The Canadian government has confirmed its intentions to move forward with plans to end the CWB’s monopoly on the marketing of western Canadian wheat and barley, with legislation set to be introduced this fall in order to be implemented in time for the 2012-13 crop year beginning Aug. 1, 2012.
“We support a free and open market system, and in general we would obviously support the monopoly going away,” said Erica Olson of the North Dakota Wheat Commission on the expected end of the CWB’s single desk system.
However, she noted, some U.S. producers along the Canadian border had expressed concern over the possibility of increased Canadian deliveries at U.S. elevators.
Canadian farmers in favour of doing away with the CWB’s single-desk marketing powers often point to U.S. spot elevator prices across the border that can sometimes be much higher than the pooled returns provided by the CWB.
For U.S. growers along the border, the concern is that without the CWB, a resulting increase in Canadian deliveries to U.S. elevators will cause local prices to decline.
The Minneapolis Grain Exchange hard red spring wheat index, which provides an average of wheat prices at 357 elevators across the northern U.S., is currently sitting at around US$11.15 per bushel.
An elevator in Bottineau, N.D., just over the Manitoba border, is currently offering a spot price of US$11.35 per bushel for hard red spring wheat, 13.5 per cent protein.
By comparison, pricing opportunities offered through the CWB work out to about C$7.90 per bushel (US$8.06) for that same wheat in southern Manitoba, according to market participants.
“We would hope that the marketing system in Canada would be able to handle it and give similar prices to their producers,” said Olson, adding that “over time, the market will adjust itself.”

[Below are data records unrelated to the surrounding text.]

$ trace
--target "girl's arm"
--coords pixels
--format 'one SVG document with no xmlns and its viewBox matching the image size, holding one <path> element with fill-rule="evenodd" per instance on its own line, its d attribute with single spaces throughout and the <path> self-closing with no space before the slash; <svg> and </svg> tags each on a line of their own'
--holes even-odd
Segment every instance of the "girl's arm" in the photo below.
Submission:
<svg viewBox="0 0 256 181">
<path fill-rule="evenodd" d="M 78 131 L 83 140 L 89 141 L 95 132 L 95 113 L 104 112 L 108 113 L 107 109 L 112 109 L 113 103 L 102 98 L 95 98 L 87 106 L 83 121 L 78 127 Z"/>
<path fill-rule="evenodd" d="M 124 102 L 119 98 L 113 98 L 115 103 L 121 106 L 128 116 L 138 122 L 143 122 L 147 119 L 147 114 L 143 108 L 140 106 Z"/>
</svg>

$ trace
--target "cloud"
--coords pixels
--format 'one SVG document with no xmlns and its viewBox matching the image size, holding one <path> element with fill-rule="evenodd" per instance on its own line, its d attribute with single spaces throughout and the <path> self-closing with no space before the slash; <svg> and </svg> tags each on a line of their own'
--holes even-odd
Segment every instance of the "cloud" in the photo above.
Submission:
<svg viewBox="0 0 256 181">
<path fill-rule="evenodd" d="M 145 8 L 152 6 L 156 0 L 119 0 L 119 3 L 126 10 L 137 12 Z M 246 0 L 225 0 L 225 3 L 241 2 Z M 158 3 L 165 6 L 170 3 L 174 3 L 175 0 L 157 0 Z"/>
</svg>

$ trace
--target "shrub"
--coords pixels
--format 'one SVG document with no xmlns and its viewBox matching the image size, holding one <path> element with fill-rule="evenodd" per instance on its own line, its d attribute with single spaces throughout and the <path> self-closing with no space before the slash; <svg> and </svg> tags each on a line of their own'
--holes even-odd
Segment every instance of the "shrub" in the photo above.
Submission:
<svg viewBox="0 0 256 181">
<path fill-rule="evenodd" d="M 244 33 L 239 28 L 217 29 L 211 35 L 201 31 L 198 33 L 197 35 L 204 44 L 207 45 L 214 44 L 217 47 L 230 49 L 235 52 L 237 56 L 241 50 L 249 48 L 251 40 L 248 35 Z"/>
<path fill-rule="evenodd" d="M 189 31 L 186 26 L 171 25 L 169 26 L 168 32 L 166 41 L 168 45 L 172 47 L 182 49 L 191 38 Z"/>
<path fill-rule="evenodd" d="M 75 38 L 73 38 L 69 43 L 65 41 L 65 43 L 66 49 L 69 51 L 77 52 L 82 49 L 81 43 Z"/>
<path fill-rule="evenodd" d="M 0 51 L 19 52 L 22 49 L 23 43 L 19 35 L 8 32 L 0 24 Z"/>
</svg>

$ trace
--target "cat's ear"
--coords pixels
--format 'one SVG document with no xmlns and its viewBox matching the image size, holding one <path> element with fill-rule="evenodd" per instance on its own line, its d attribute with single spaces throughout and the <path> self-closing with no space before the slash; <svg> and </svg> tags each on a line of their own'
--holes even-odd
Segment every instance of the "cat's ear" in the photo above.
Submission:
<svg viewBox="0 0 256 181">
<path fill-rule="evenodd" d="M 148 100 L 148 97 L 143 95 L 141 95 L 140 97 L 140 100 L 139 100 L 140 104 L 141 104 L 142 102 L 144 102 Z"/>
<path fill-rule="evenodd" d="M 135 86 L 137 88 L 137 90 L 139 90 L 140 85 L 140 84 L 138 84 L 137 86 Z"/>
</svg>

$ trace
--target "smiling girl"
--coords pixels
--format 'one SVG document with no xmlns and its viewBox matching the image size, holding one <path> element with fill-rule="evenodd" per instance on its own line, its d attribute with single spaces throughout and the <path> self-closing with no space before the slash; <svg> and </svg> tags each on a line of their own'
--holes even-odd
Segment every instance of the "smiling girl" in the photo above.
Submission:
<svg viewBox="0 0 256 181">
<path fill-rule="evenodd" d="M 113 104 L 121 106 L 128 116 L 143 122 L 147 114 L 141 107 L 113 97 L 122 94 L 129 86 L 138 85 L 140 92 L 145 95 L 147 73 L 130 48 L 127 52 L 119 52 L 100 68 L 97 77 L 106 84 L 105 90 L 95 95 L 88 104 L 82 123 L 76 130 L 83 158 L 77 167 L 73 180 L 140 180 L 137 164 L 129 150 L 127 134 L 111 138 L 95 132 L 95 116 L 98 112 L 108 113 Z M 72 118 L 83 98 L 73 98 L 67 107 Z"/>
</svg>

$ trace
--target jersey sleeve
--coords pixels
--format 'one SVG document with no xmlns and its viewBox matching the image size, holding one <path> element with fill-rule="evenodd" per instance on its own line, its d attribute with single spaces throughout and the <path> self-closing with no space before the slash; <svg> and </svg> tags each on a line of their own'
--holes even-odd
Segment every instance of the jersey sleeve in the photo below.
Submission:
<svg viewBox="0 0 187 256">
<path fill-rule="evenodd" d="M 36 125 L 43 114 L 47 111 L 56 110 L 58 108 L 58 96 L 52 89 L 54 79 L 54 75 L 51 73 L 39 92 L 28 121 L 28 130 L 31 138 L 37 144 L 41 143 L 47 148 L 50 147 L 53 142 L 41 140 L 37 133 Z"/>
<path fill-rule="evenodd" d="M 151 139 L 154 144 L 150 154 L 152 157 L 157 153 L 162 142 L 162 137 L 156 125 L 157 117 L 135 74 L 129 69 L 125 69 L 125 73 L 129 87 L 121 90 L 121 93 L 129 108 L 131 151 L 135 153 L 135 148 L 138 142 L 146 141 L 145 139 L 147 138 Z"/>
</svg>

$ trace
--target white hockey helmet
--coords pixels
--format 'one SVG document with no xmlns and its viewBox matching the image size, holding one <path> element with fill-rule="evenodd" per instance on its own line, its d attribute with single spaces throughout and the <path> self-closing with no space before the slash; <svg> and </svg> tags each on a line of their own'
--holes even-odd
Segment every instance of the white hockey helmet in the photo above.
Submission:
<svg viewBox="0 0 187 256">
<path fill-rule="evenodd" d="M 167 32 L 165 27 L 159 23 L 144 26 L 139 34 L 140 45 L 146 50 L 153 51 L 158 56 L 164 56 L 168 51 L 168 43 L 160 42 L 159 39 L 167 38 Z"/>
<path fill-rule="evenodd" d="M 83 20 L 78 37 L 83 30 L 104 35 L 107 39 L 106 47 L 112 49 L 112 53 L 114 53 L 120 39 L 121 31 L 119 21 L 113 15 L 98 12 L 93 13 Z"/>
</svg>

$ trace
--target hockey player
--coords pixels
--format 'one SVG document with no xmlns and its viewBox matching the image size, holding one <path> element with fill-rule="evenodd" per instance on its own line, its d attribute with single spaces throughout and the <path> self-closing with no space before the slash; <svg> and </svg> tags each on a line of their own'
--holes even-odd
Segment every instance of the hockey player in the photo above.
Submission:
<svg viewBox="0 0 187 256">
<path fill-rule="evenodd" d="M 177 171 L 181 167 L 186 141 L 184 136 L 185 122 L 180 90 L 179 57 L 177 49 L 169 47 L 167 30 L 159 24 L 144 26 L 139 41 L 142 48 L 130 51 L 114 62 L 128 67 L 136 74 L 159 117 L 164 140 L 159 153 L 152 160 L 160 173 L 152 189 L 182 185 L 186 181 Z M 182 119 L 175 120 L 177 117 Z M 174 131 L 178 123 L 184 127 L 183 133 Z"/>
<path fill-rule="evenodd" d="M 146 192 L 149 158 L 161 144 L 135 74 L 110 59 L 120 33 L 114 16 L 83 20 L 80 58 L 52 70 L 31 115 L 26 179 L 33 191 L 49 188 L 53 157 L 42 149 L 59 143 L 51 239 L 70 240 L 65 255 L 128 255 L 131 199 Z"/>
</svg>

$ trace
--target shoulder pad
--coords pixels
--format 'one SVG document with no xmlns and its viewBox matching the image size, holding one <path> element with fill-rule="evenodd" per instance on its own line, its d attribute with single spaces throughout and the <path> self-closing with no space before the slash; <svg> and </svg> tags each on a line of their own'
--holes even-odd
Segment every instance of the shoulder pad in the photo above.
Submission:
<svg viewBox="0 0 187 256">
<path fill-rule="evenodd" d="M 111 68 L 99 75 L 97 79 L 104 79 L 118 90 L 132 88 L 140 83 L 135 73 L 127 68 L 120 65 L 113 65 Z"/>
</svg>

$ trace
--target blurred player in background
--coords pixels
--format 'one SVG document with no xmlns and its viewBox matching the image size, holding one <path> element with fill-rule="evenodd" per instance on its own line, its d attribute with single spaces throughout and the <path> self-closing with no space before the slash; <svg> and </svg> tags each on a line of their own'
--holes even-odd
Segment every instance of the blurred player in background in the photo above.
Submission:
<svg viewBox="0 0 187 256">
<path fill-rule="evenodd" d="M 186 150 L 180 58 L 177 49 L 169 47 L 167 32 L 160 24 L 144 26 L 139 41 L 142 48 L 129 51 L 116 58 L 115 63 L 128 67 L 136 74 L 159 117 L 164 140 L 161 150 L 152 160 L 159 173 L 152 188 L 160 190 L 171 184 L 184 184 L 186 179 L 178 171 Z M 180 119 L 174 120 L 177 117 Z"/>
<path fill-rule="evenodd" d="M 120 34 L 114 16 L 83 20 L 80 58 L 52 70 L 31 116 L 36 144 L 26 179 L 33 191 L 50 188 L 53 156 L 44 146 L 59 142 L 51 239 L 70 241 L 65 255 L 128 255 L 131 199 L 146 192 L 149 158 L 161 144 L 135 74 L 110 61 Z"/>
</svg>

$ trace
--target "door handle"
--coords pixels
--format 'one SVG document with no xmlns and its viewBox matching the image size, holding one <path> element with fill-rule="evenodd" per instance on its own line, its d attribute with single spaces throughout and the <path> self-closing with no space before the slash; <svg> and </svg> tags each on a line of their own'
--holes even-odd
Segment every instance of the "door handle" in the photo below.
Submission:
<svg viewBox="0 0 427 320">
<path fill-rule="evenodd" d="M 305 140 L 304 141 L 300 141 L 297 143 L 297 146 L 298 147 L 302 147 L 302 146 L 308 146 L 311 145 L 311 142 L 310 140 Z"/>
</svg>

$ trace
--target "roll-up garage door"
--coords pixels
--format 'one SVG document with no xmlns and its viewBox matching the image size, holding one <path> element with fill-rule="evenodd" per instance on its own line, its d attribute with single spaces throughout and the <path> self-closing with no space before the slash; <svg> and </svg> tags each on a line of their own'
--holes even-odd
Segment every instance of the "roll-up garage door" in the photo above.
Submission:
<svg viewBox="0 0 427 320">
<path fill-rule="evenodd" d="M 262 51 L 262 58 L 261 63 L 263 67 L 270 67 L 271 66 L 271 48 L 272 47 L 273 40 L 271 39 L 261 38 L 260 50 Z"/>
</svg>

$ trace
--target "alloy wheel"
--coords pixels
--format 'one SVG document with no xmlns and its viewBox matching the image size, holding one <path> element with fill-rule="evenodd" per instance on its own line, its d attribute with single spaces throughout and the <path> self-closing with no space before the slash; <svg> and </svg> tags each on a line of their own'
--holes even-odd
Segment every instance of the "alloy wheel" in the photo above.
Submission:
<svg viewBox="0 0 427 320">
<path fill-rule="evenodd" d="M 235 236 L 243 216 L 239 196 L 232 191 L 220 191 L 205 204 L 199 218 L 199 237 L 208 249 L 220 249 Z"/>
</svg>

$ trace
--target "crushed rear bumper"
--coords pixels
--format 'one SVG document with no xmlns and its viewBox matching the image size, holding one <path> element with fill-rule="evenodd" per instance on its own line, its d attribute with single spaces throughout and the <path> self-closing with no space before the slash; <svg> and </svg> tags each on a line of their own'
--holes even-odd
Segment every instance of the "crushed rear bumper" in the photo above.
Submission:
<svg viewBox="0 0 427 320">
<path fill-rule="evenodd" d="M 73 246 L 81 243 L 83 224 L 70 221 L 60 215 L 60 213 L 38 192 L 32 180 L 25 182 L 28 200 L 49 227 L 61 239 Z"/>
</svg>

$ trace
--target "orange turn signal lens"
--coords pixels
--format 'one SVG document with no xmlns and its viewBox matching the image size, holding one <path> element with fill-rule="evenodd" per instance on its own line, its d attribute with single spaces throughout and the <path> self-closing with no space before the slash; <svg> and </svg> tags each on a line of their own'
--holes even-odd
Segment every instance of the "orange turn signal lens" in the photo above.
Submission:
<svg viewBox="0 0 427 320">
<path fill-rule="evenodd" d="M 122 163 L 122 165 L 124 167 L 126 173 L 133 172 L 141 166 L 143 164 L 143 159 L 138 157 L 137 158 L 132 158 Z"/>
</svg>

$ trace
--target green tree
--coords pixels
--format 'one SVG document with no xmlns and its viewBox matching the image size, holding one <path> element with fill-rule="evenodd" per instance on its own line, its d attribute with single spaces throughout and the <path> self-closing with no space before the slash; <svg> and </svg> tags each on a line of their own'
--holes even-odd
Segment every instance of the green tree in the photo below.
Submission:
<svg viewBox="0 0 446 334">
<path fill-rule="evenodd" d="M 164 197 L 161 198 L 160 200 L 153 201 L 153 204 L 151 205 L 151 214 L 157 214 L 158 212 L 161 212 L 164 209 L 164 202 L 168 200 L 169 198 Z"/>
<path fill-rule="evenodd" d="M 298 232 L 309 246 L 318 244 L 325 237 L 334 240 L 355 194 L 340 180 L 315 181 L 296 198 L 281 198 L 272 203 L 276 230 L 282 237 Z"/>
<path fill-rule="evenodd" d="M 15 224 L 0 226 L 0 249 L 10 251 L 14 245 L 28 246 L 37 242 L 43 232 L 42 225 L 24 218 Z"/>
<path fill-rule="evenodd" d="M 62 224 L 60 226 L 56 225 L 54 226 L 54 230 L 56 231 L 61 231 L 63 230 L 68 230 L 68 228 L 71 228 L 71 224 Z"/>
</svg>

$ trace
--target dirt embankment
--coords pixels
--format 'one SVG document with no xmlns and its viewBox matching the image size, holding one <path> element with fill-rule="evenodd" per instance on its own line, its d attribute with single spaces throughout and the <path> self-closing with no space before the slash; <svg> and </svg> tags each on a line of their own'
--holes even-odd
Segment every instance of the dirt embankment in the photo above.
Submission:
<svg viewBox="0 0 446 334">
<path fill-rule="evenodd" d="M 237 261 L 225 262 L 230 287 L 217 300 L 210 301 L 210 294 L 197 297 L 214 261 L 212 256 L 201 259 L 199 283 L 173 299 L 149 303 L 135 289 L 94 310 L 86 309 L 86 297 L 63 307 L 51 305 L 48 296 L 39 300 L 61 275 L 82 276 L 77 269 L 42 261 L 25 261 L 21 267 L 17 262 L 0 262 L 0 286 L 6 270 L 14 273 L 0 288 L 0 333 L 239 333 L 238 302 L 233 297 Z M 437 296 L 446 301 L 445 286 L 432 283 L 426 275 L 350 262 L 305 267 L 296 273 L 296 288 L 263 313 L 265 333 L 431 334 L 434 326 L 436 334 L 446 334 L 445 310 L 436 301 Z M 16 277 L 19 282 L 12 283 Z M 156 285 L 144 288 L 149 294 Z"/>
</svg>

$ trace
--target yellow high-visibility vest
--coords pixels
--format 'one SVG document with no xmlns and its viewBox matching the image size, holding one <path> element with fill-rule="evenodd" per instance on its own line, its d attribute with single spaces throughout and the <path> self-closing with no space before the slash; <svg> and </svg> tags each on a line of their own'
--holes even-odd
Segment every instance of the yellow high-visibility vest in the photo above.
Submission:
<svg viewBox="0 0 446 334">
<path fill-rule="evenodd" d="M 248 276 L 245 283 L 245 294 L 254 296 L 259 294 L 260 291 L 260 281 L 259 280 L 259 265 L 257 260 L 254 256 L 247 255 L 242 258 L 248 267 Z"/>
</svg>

Bill Wilson, a professor at North Dakota State University’s department of agribusiness and applied economics, has conducted research on what the end of the CWB’s monopoly powers would mean for the U.S. wheat market. He estimated U.S. elevators would draw Canadian grain from up to 100 miles from the border.
From a pricing standpoint, he said, the increase in cross-border flows could lead to a number of adjustments in the market, including an increase in U.S. handling margins or railcar premiums.
On the other side, Canadian handling margins could go down, as elevators on the Canadian side of the border will want to prevent loss of business to the U.S., Wilson added.
There remain a number of unknown variables as to what the end of the CWB single desk will mean for the North American wheat market as a whole, Wilson said. He pointed to the CWB’s current role in railcar allocation as one such variable that will see changes under a new Canadian system.